The trial court did not abuse its discretion by denying appellant’s motion for a mistrial. 

2.                     [A] conviction based on circumstantial evidence will be upheld and such evidence is entitled to as much weight as any other kind of evidence, so long as a detailed review of the record indicates that the reasonable inferences from such evidence are consistent only with the defendant’s guilt and inconsistent with any rational hypothesis except that of guilt.


State v. Ostrem, 535 N.W.2d 916, 923 (Minn. 1995).  “[P]ossibilities of innocence do not require reversal of a jury verdict so long as the evidence taken as a whole makes such theories seem unreasonable.”  Id.

            “In cases involving circumstantial evidence, ‘[a]s in all cases, the jury determines the credibility and weight given to the testimony of individual witnesses.’”  State v. Coleman, 560 N.W.2d 717, 722 (Minn. App. 1997) (quoting State v. Bias, 419 N.W.2d 480, 484 (Minn. 1988)).  This court “must view the evidence in the light most favorable to the verdict and assume the jury believed the state’s witnesses and disbelieved contrary evidence.”  State v. Orfi, 511 N.W.2d 464, 471 (Minn. App. 1994), review denied (Minn. Mar. 15, 1994).

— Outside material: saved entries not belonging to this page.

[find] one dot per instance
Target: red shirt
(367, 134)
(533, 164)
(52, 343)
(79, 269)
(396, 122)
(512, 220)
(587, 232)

            Appellant argues that the evidence was insufficient to prove that he possessed the cocaine and marijuana found in his apartment.  When the state is unable to prove actual possession, the conviction can be upheld if the state proves constructive possession.  State v. Florine, 303 Minn. 103, 104-05, 226 N.W.2d 609, 610 (1975).  Constructive possession requires the state to prove that the substance (a) was found in a place that defendant had exclusive control over and to which others did not normally have access, or (b) while found in a place accessible to others, there is a high probability (inferable from other evidence) that defendant at the time consciously exercised dominion and control over it.  Id. at 105, 226 N.W.2d at 611.  The court considers the totality of the circumstances in determining whether the evidence was sufficient to prove possession.  State v. Munoz, 385 N.W.2d 373, 377 (Minn. App. 1986).

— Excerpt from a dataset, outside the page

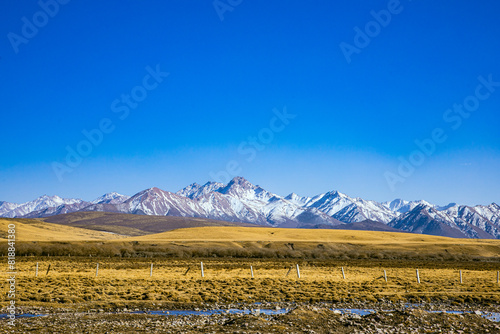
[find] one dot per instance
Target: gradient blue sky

            The cocaine was found tucked in a roll of shelf paper or wallpaper, in a roll of tinfoil, and wrapped in a lottery ticket in a kitchen drawer.  Appellant admitted that he did all of the cooking and cleaning in November 1995 because his wife worked outside the home and he did not.  The marijuana was found in a duffel bag in a bedroom closet.  The duffel bag contained an identification tag with the name Adan Perez, an alias that appellant admitted using, and appellant admitted that he owned the duffel bag.  In addition to the drugs, police found a notepad containing what police determined was a record of drug transactions.  Appellant admitted that the writing on the notepad was his handwriting. 

Appellant contends that many relatives and friends used his apartment and that the drugs could have belonged to one of them.  But the drugs were not found in places to which casual guests would be expected to have access, and the jury was not required to believe appellant’s testimony suggesting that relatives lived in or used his apartment as their home.  See State v. Simon, 275 N.W.2d 51, 52 (1979) (jury could have accepted defense explanation that defendant's cotenant put LSD in defendant's bedroom without his knowledge or permission but was not bound to do so).  The evidence was sufficient to prove appellant possessed the drugs found in his apartment.  See id. 275 N.W.2d at 52 (evidence sufficient to prove possession when drugs and items associated with drugs were found in defendant’s bedroom in a mobile home that he shared with another); State v. LaBarre, 292 Minn. 228, 237, 195 N.W.2d 435, 441 (1972) (evidence sufficient to prove defendant possessed, either singly or with others, drugs found in bedroom containing papers identifying defendant).

            Appellant also argues that the state failed to prove he was Pelon, the person who sold drugs from the apartment.  But appellant was convicted of possession, not sale, of a controlled substance.